第52話 女神像 ①
ノブオはストハニゲと福田家、きよちゃんのやり取りを真剣に聞きながらも、ソワソワしていた。
「あぁぁ! もうダメだ……も、もれる!!! ごめん! トイレ!!!」
股を手で押さえるようにしながら羽をばたつかせるノブオは、あてどなく走って行った。
「私も行きます!!!」
皆の後方でノブオと同様、静かにしていたサノッチはノブオの後を追っていく。
「ノブオは本当にかわいいよね。今度は彼も締めあげてみたい……ふふふ……」
走り去るノブオを見下ろし、ストハニゲは不敵にほほ笑む。
そんなストハニゲを横で見ているカツヒロは、ちょっぴり悶々とするのだった。
「はぁぁ……あっと。すっきりしたな」
チャックを上げたノブオは意外にも、律儀にしっかりと手を洗う。
「我慢はよくないですからね」
そんなノブオにサノッチはすっと、薔薇の花柄のハンカチを差し出した。
「おっ、ありがとう。

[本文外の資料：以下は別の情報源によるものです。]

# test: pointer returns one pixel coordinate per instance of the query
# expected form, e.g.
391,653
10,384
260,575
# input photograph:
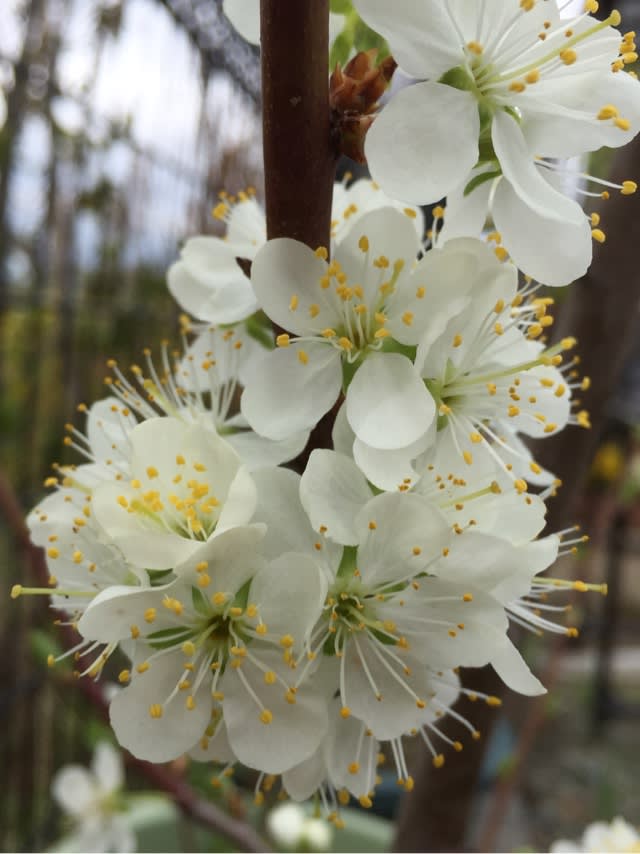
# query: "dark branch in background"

サノッチ」
「ところで、ノブオさん。この公園には女神像があるのですが、気が付きましたか?」
サノッチは返されたハンカチを丁寧にたたむと、クリーム色の綿パンのポッケにしまった。
ノブオは、はてと考えた。
キョロキョロはしていたものの、それはトイレを探すためで、もれる、もれると走っていたこともあり、やっと目に入ったこのトイレにしか覚えはない。
「その女性の形をした銅像の下のところには友愛と書いてあり、友愛の女神像と呼ばれています。ここにマサオさんを連れてくることができれば、私たちに勝算があります」
「なんだって!? 友愛の女神像か……どの辺にあるんだ?」
ノブオはトイレの建物からこっそりと出ると、公園内を見渡した。
トイレを背にして真正面、けっこう離れた距離でストハニゲとカツヒロ、マサオの立っている丘が見える。
そして、ノブオから見て左手に、きよちゃん、ジュンジ、カノコが丘をにらみつけるようにして立っているのが確認できた。
だが、肝心の友愛の女神像が、どこにあるのかはわからない。
「おい、サノッチよ! 一体どこら辺にあるんだよ?」
ノブオは隣で黙っているサノッチに声をかけた。
「ジュンジさんたちのさらに後方、公園の入り口の横です」
サノッチはその方向を指さした。
そこには明る過ぎないオレンジの外灯に照らされて、大きな人のような影が見える。
友愛の女神像は公園の外側を向いているらしい。
「あれか……あそこにマサオさんを連れて行くんだな? だとしても、だ。あの丘の上でストハニゲに捕まっているのを、どっちにしてもまず、早く助けないといけないな」
ノブオは腕を組み、丘を見つめながら、うーんと考え込んだ。
「実は、私に作戦があるのですが、聞いてもらえますか?」
「えっ?」
ノブオは横のサノッチに視線をやった。そして、驚いた。
彼の手にはキナキナさんの包みが二つと、さらに謎のアイテムが増えているのだった。